# A Love Supreme



## Guest (Jul 6, 2010)

A TGP thread got me thinking about this song. I hadn't though about it in maybe a year. And that's a shame. I love this song. In particular I love Branford Marsalis' take on this masterpiece. His recording of it for the Stolen Moment: Red, Hot + Cool compilation is the recording that really touched me when I heard. I don't think I can function when this piece is on. I cannot focus on anything else. Transcendental.

[YOUTUBE]K5Dmo2YygG4[/YOUTUBE]

[YOUTUBE]02loTBckxmw[/YOUTUBE]

And that's just the highlights, the Cliffs Notes.
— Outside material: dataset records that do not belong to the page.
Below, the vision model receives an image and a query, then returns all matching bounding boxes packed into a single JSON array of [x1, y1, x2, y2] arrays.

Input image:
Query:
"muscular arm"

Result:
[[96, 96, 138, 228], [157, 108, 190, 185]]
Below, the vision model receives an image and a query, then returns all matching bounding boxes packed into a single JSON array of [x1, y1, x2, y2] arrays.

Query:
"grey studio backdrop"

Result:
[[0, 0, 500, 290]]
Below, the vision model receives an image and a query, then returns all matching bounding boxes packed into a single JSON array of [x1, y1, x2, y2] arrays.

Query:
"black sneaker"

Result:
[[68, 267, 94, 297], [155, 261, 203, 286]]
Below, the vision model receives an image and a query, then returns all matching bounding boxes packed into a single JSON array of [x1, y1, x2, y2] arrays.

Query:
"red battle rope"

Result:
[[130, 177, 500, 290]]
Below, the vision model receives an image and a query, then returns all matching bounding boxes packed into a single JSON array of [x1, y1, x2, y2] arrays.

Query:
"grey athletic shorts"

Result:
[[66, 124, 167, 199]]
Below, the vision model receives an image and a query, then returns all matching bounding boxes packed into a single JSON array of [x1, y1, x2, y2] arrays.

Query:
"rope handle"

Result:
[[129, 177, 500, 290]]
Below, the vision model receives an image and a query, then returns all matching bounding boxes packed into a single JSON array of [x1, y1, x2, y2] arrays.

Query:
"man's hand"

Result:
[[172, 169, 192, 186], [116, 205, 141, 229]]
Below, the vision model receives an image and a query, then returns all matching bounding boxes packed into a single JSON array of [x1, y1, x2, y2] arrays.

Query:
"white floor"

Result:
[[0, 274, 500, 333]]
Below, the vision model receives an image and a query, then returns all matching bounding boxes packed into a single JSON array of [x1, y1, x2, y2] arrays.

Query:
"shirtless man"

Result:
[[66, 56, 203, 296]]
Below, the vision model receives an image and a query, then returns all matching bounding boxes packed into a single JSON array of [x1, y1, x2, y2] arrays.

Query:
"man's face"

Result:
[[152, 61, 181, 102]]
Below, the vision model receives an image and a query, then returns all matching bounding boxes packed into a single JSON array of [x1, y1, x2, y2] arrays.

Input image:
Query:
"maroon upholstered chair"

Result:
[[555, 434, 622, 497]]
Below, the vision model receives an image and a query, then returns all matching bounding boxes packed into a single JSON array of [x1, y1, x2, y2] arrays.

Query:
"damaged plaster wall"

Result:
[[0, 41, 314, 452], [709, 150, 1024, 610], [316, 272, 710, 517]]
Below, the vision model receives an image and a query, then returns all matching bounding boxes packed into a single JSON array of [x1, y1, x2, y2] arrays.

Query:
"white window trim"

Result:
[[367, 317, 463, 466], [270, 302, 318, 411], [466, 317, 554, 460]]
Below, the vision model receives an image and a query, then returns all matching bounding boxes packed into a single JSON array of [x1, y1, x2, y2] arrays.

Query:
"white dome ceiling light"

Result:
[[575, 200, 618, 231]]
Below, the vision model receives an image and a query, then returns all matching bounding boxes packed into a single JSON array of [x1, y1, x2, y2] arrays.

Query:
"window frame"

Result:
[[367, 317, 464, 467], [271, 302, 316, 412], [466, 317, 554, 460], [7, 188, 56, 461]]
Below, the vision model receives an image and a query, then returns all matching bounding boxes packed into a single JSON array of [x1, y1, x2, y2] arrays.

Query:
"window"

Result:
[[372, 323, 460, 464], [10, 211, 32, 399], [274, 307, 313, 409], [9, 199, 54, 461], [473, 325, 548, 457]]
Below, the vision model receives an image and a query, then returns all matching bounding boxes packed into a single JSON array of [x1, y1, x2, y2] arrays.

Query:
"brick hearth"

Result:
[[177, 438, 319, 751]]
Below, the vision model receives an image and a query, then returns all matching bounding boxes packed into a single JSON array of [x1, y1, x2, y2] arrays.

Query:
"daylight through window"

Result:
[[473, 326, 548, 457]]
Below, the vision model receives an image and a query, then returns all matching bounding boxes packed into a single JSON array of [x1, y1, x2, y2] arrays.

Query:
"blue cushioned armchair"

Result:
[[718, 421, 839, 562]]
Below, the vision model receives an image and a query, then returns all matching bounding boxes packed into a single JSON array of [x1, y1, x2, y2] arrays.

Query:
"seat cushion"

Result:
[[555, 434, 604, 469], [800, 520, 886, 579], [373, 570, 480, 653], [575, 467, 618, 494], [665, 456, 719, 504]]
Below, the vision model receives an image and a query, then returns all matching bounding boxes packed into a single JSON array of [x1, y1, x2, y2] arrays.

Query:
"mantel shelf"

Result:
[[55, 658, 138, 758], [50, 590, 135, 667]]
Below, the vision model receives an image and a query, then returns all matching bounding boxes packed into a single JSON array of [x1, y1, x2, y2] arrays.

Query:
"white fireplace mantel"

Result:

You really need to get the disc to hear it in its full and complete form.


----------



## david henman (Feb 3, 2006)

...is there a dvd?




iaresee said:


> A TGP thread got me thinking about this song. I hadn't though about it in maybe a year. And that's a shame. I love this song. In particular I love Branford Marsalis' take on this masterpiece. His recording of it for the Stolen Moment: Red, Hot + Cool compilation is the recording that really touched me when I heard. I don't think I can function when this piece is on. I cannot focus on anything else. Transcendental.
> 
> [YOUTUBE]K5Dmo2YygG4[/YOUTUBE]
> 
> ...


----------



## Chito (Feb 17, 2006)

Here's the DVD 

Brandford Marsalis: A Love Supreme Live DVD


----------



## Guest (Jul 6, 2010)

Chito: thanks.

I'll add that I'm in the minority preferring Marsalis' version. Especially off _Red, Hot + Cool_, which is earlier than the YouTube recording. I think his quartet nails it, others think it falls short.


----------



## mhammer (Nov 30, 2007)

I made myself a reel-to-reel of the original Coltrane album in '69 (back when there were record-lending libraries), and if it is possible to wear out open-reel 1/4" tape, I pretty much did. Very heavy rotation around the Hammer bedroom back then. Lotsa Pharaoh Sanders too....with some Junior Walker to fill in the cracks. And "transcendental" is spot on.

I'll give those videos a whirl when I get home this evening. Thanks for the link, Ian.


----------



## Guest (Jul 6, 2010)

mhammer said:


> I made myself a reel-to-reel of the original Coltrane album in '69 (back when there were record-lending libraries), and if it is possible to wear out open-reel 1/4" tape, I pretty much did. Very heavy rotation around the Hammer bedroom back then. Lotsa Pharaoh Sanders too....with some Junior Walker to fill in the cracks. And "transcendental" is spot on.
> 
> I'll give those videos a whirl when I get home this evening. Thanks for the link, Ian.


Next time we're getting together I'll bring the Red, Hot + Cool discs for you. I think it's an amazing take. Has the added bonus of not suffering from the fidelity issues of the original recording which, when played loud, is nice. No distracting hiss.


----------